It’s hard to believe that it’s almost July. Our first two Father son sessions and A session should already be in the books. We should be well into B session already. But instead, the docks still rest on the beach and camp is quiet and still. Life is not as it should be. But this is where we are.
We announced our decision this morning to also cancel our two August Father Son camps. We had held onto hope that things might improve enough to be able to make modifications and be able to still host those two sessions. We had worked on plans for social distancing, fewer families, and running camp more like a campground where families just rent a cabin for a few days. But we watched as the case count ticked higher every day, and knew that it was not a good decision to gather people together right now. And that is what Deerhorn is at its essence…gathering people together. Ultimately, we knew we needed to be safe and responsible. This is not the decision we wanted to have to make. But this is where we are.
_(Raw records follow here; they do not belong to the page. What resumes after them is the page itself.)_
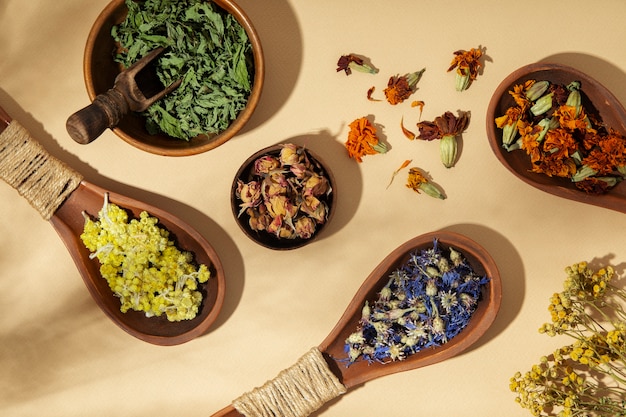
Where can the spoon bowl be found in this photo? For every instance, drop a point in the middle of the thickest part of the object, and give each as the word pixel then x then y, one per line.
pixel 68 221
pixel 596 98
pixel 332 348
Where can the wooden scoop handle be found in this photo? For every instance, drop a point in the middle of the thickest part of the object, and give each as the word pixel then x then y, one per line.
pixel 106 111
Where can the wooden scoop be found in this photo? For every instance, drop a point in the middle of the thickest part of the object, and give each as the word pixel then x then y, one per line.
pixel 61 195
pixel 332 348
pixel 597 98
pixel 133 90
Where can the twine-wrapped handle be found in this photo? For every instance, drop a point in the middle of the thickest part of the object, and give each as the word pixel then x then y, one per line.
pixel 297 391
pixel 39 177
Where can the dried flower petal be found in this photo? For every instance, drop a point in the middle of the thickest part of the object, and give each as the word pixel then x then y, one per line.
pixel 420 104
pixel 369 94
pixel 410 135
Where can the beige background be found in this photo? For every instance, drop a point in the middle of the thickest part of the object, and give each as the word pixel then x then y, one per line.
pixel 59 354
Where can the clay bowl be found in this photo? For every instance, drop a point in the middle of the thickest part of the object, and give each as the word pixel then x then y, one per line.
pixel 596 99
pixel 100 71
pixel 264 238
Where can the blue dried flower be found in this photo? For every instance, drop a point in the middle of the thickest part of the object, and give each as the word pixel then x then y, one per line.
pixel 426 302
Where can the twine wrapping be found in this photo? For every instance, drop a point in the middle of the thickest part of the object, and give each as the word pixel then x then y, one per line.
pixel 295 392
pixel 36 175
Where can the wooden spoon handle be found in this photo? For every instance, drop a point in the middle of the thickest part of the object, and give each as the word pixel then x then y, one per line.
pixel 106 111
pixel 297 391
pixel 37 176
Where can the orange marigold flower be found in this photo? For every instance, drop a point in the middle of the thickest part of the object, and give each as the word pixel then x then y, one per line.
pixel 560 143
pixel 599 161
pixel 362 140
pixel 568 119
pixel 417 181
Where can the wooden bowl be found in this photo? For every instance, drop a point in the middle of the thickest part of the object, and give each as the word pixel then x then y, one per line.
pixel 264 238
pixel 100 71
pixel 596 98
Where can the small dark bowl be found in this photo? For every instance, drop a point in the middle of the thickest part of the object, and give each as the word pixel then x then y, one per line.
pixel 100 71
pixel 264 238
pixel 596 99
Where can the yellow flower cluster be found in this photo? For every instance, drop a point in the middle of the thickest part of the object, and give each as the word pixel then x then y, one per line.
pixel 142 266
pixel 587 377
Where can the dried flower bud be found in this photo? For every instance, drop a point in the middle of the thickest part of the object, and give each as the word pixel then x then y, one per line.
pixel 316 185
pixel 305 227
pixel 249 194
pixel 537 89
pixel 290 154
pixel 448 149
pixel 266 164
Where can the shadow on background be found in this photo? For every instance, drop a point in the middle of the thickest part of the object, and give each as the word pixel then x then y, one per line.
pixel 511 268
pixel 281 40
pixel 607 74
pixel 223 244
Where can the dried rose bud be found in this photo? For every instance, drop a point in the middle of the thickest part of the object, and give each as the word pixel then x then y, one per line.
pixel 273 188
pixel 289 154
pixel 275 225
pixel 316 186
pixel 249 193
pixel 298 170
pixel 305 227
pixel 314 208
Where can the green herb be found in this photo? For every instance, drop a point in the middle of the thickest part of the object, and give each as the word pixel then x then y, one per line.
pixel 206 47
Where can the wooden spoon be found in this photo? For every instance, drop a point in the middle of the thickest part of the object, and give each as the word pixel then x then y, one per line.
pixel 595 97
pixel 78 196
pixel 332 348
pixel 135 89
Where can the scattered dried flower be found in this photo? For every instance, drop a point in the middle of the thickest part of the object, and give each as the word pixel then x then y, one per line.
pixel 420 104
pixel 362 140
pixel 445 128
pixel 410 135
pixel 404 165
pixel 426 302
pixel 286 195
pixel 399 88
pixel 467 64
pixel 350 62
pixel 550 124
pixel 417 181
pixel 369 94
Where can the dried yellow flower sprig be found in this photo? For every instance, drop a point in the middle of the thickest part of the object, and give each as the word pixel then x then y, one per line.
pixel 588 376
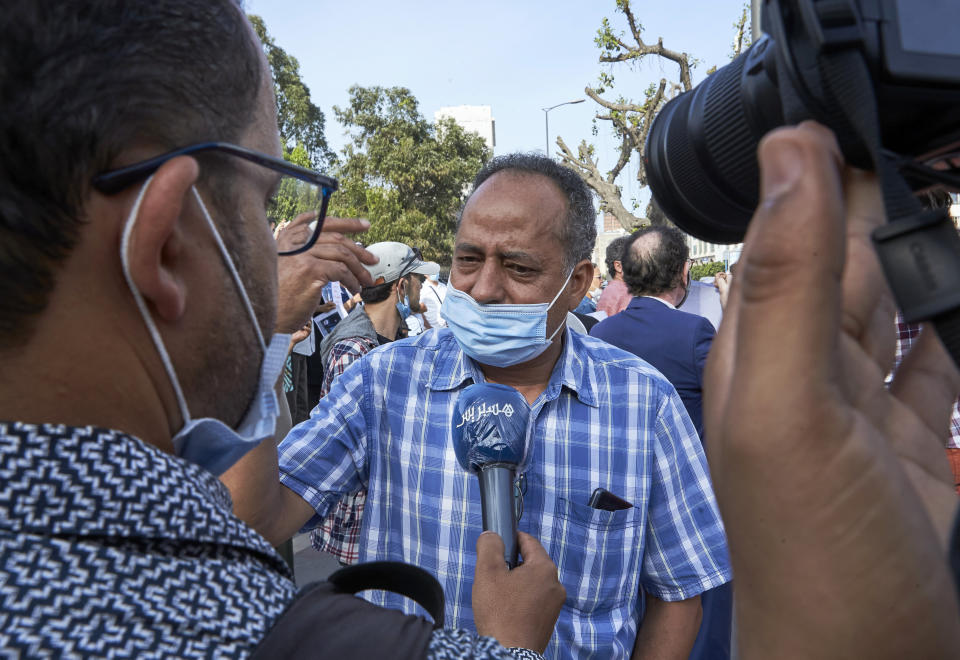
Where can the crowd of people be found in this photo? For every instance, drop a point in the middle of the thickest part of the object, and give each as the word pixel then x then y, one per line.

Our sister camp, Bryn Afon, was started by our great-aunt Lotta Broadbridge during the Spanish Flu pandemic of 1918. Dr. Don started Camp Deerhorn in 1930, during the Great Depression. There were times in the beginning of Deerhorn when there were more staff than campers, and Dr. Don had to give his staff IOU’s to pay them later. Camp has faced the loss of many staff in wartime over the last 90 years. Resilience runs in our genes. We were sure that somehow we could figure this summer out, that there had to be a solution, that Deerhorn is stronger than any pandemic. This is not the outcome we hoped for. But this is where we are.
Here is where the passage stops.